Dean Winchester's a man with a GED and a can-do attitude. Which doesn't quite cut it in some people's eyes -- and is worth everything, in others'.
CHARACTERS: Dean, Sam, Bobby, Morgan, Lizzie, other OCs
GENRE: Gen
RATING: PG
SPOILERS: None
LENGTH: 2200 words
G(eneral) E(ducational) D(evelopment)
By Carol Davis
It's not something Dean gives a lot of thought to; it's just something he does.
Sam was the first, he's pretty sure, when he bothers to think about it - Sam, who was six different kinds of a challenge. Sam might have gone to friggin' Stanford, but he was all thumbs as a little kid. Couldn't tie his own shoes until he was seven, and even then, half the time he'd walk ten steps and the laces would go dragging loose.
What kind of a loser can't tie their own…
He doesn't say that to Liz. Her fingers are tiny and delicate, and she can work knots out of a fine gold chain for her mother, tongue clamped between her teeth, brow furrowed deep in concentration, but she can't tie her shoelaces so they hold.

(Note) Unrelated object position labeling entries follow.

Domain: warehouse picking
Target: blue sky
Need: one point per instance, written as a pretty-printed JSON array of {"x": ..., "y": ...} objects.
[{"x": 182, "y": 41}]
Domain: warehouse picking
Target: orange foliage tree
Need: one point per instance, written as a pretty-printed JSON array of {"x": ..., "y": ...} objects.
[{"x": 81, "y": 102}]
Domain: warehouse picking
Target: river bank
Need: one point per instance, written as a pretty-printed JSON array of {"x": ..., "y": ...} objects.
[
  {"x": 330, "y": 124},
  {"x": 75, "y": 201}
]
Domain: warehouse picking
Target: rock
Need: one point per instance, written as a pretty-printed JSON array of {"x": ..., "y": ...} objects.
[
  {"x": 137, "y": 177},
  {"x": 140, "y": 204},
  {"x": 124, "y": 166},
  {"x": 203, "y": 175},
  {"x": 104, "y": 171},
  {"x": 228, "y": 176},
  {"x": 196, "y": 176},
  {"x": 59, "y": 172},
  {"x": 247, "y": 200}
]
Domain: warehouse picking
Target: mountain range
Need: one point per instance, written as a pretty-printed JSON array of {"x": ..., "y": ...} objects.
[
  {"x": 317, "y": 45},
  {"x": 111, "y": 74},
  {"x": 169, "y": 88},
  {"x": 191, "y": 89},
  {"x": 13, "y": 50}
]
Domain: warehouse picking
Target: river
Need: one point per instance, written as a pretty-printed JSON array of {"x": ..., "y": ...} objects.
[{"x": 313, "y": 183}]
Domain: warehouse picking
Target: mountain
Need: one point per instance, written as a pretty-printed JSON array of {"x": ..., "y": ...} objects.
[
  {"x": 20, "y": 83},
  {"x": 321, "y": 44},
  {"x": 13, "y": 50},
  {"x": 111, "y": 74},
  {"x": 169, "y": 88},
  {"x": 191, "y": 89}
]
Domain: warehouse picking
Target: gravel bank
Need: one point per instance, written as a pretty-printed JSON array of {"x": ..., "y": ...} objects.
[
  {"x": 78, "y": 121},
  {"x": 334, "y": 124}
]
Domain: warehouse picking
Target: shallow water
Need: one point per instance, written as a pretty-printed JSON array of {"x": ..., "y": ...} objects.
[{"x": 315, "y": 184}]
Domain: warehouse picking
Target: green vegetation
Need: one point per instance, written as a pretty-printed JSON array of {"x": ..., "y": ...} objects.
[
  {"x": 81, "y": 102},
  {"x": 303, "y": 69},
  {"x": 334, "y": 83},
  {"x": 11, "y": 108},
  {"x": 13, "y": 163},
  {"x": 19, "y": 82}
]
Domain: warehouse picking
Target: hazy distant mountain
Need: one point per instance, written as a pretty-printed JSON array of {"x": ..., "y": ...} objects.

"Honey," he tells her as he kneels in front of her, bringing them eye to eye. "You gotta pull it tight."
She watches.
Beams at him.
He suspects that what she's thinking is, Why should I, when you'll do it for me?
"Like this," he says. "See? Pull it tight."
"Okay," she pipes.
She's Sam, all over again.
And somehow, all over again, he doesn't mind.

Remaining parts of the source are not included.